American broadcast journalist

Edythe Meserand (1908-1997) was a pioneer in broadcast journalism for women and founding member of the American Women in Radio and Television (AWRT), the oldest established professional association dedicated to advancing women in broadcasting.

== Biography ==
Edythe Meserand was born in Philadelphia, Pennsylvania in 1908 but grew up in the Bronx and Long Island, New York. She began her career at the National Broadcasting Company in 1926 in their press office. From 1931-37 Meserand worked for the Hearst radio stations as the director of promotions and the Musical Clock Girl on WGBS, the forerunner of WINS in New York City.

Meserand left and became assistant news director of WOR, making her one of the first women in radio to assign reporters and shape the news broadcast. She helped design what is considered today the modern radio newsroom and produced some of the first radio news documentaries that used authentic background sounds. She took over the department when her supervisor, David Driscoll, became a war correspondent in WWII.

In 1951 she became a founder of American Women in Radio and Television, and served as its first president. Throughout her career, Meserand collected many accolades, including Peabody and Freedom Foundation awards for her radio documentary work, she was also honored by the Northeast Area Conference of American Women in Radio and Television for her 50 years in the industry.

She retired from WOR in 1952 and moved to a Christmas tree farm in Windy Hill, Charleston, New York with her partner, Jane Barton.
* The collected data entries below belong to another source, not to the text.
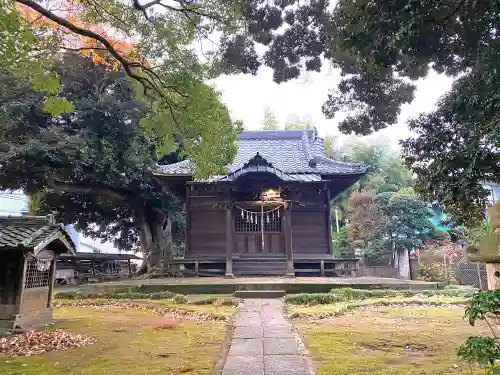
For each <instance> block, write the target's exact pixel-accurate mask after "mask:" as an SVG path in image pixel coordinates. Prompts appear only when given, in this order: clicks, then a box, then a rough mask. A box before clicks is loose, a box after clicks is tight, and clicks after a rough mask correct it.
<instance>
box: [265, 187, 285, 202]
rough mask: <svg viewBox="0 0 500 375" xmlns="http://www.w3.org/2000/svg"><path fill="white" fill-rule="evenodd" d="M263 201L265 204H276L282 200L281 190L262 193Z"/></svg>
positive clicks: (272, 190) (274, 190) (265, 191)
mask: <svg viewBox="0 0 500 375" xmlns="http://www.w3.org/2000/svg"><path fill="white" fill-rule="evenodd" d="M262 200H263V201H265V202H275V201H280V200H281V195H280V192H279V190H273V189H269V190H266V191H263V192H262Z"/></svg>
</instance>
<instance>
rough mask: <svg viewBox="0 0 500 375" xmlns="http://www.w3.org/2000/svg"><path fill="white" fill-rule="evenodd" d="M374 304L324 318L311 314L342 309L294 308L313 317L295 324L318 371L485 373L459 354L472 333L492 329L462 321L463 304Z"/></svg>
mask: <svg viewBox="0 0 500 375" xmlns="http://www.w3.org/2000/svg"><path fill="white" fill-rule="evenodd" d="M369 302H370V301H363V303H364V307H362V308H361V309H354V310H350V311H348V312H347V313H344V314H340V315H339V316H336V317H329V318H326V319H320V320H311V317H312V316H313V315H314V314H318V313H322V312H324V311H325V310H327V311H328V310H334V309H339V308H340V307H339V306H335V305H322V306H310V307H297V306H295V307H293V309H294V312H295V313H299V315H300V316H302V317H304V316H306V317H307V318H308V319H306V320H298V321H297V322H296V325H297V327H298V329H299V331H300V333H301V334H302V336H303V337H304V339H305V342H306V345H307V347H308V349H309V351H310V354H311V356H312V359H313V361H314V363H315V365H316V366H317V375H366V374H373V375H376V374H379V375H445V374H450V375H451V374H454V375H466V374H467V375H471V374H474V375H475V374H484V370H479V369H471V368H470V367H469V365H468V364H467V363H465V362H462V361H460V360H458V358H457V356H456V354H455V349H456V347H457V346H459V345H460V344H461V343H463V342H464V341H465V339H466V338H467V337H468V336H470V335H477V334H481V333H488V332H489V331H488V329H487V327H485V326H481V325H478V326H476V327H471V326H470V325H469V324H468V322H467V321H465V320H463V315H464V309H463V308H462V307H456V306H452V305H451V304H448V305H444V306H429V305H427V306H426V305H423V304H420V305H418V306H417V305H408V306H405V307H387V306H382V305H381V304H380V305H379V306H371V307H370V306H369V305H370V304H369ZM448 302H451V301H448Z"/></svg>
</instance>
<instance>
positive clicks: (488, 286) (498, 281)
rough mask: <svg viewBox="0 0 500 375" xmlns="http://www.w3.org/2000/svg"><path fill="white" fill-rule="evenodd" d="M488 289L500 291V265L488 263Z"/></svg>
mask: <svg viewBox="0 0 500 375" xmlns="http://www.w3.org/2000/svg"><path fill="white" fill-rule="evenodd" d="M486 275H487V277H488V289H489V290H495V289H500V263H486Z"/></svg>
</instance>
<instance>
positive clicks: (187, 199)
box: [184, 185, 193, 258]
mask: <svg viewBox="0 0 500 375" xmlns="http://www.w3.org/2000/svg"><path fill="white" fill-rule="evenodd" d="M192 191H193V185H188V186H186V203H185V205H186V206H185V208H184V211H185V215H186V217H185V219H186V223H185V225H186V228H185V229H184V258H186V257H187V255H188V254H189V235H190V227H191V218H190V216H191V215H190V213H191V211H190V209H191V207H190V204H191V200H190V195H191V192H192Z"/></svg>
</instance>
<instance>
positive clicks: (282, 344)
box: [264, 334, 300, 355]
mask: <svg viewBox="0 0 500 375" xmlns="http://www.w3.org/2000/svg"><path fill="white" fill-rule="evenodd" d="M290 335H291V334H290ZM268 354H300V352H299V348H298V346H297V341H295V339H293V338H288V339H277V338H267V339H264V355H268Z"/></svg>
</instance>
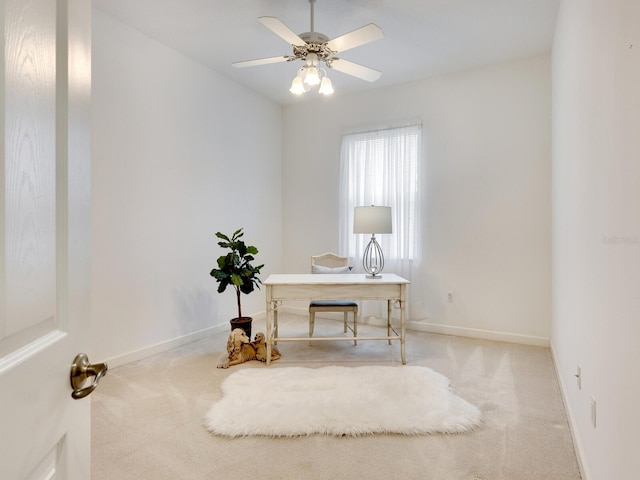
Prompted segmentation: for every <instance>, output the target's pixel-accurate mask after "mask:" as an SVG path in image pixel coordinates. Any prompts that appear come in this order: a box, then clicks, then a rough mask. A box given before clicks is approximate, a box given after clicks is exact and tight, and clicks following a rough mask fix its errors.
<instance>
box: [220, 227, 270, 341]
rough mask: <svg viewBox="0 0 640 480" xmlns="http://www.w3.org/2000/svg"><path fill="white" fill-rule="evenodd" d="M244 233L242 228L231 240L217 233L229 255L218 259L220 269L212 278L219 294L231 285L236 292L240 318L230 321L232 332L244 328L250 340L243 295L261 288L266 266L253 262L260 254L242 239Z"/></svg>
mask: <svg viewBox="0 0 640 480" xmlns="http://www.w3.org/2000/svg"><path fill="white" fill-rule="evenodd" d="M243 236H244V232H243V231H242V228H240V229H239V230H236V231H235V232H233V235H231V238H229V237H228V236H227V235H224V234H223V233H220V232H217V233H216V237H218V238H219V239H220V240H221V241H220V242H218V245H220V247H222V248H227V249H229V253H227V254H226V255H222V256H220V257H218V268H214V269H213V270H211V276H212V277H214V278H215V279H216V280H217V281H218V283H219V285H218V293H222V292H224V291H225V290H226V289H227V287H228V286H229V285H231V286H232V287H233V288H234V289H235V291H236V300H237V305H238V316H237V317H236V318H232V319H231V320H230V323H231V330H233V329H234V328H242V329H243V330H244V331H245V332H247V335H248V336H249V338H251V321H252V319H251V317H243V316H242V303H241V301H240V295H241V294H243V293H244V294H249V293H251V292H253V290H254V289H255V287H258V288H260V284H261V283H262V282H261V281H260V278H258V275H259V274H260V269H261V268H262V267H264V265H259V266H257V267H255V266H253V264H252V263H251V262H253V261H254V260H255V258H254V255H256V254H257V253H258V249H257V248H256V247H254V246H253V245H246V244H245V243H244V241H243V240H241V239H242V237H243Z"/></svg>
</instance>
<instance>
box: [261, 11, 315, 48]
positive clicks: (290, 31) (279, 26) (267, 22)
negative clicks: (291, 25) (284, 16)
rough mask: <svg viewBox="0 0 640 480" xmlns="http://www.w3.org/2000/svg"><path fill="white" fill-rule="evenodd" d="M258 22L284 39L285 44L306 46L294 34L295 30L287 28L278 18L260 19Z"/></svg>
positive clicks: (294, 34)
mask: <svg viewBox="0 0 640 480" xmlns="http://www.w3.org/2000/svg"><path fill="white" fill-rule="evenodd" d="M258 20H260V21H261V22H262V24H263V25H264V26H265V27H267V28H268V29H269V30H271V31H272V32H273V33H275V34H276V35H278V36H279V37H280V38H282V39H283V40H284V41H285V42H287V43H289V44H291V45H297V46H302V45H305V41H304V40H302V39H301V38H300V37H299V36H298V35H297V34H296V33H294V32H293V30H291V29H290V28H289V27H287V26H286V25H285V24H284V23H282V22H281V21H280V20H279V19H277V18H276V17H260V18H258Z"/></svg>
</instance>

In her retirement she continued to lead an active life, starting an advertising agency where she managed radio and television campaigns for Mary Anne Krupsak, the former Lieutenant Governor of New York. In the 1970s, Meserand became her town historian and the founding chairman of the Charleston Historical Society in 1978 where she helped to save the town's first Baptist church.

Edythe Meserand died at age 88 on June 2, 1997.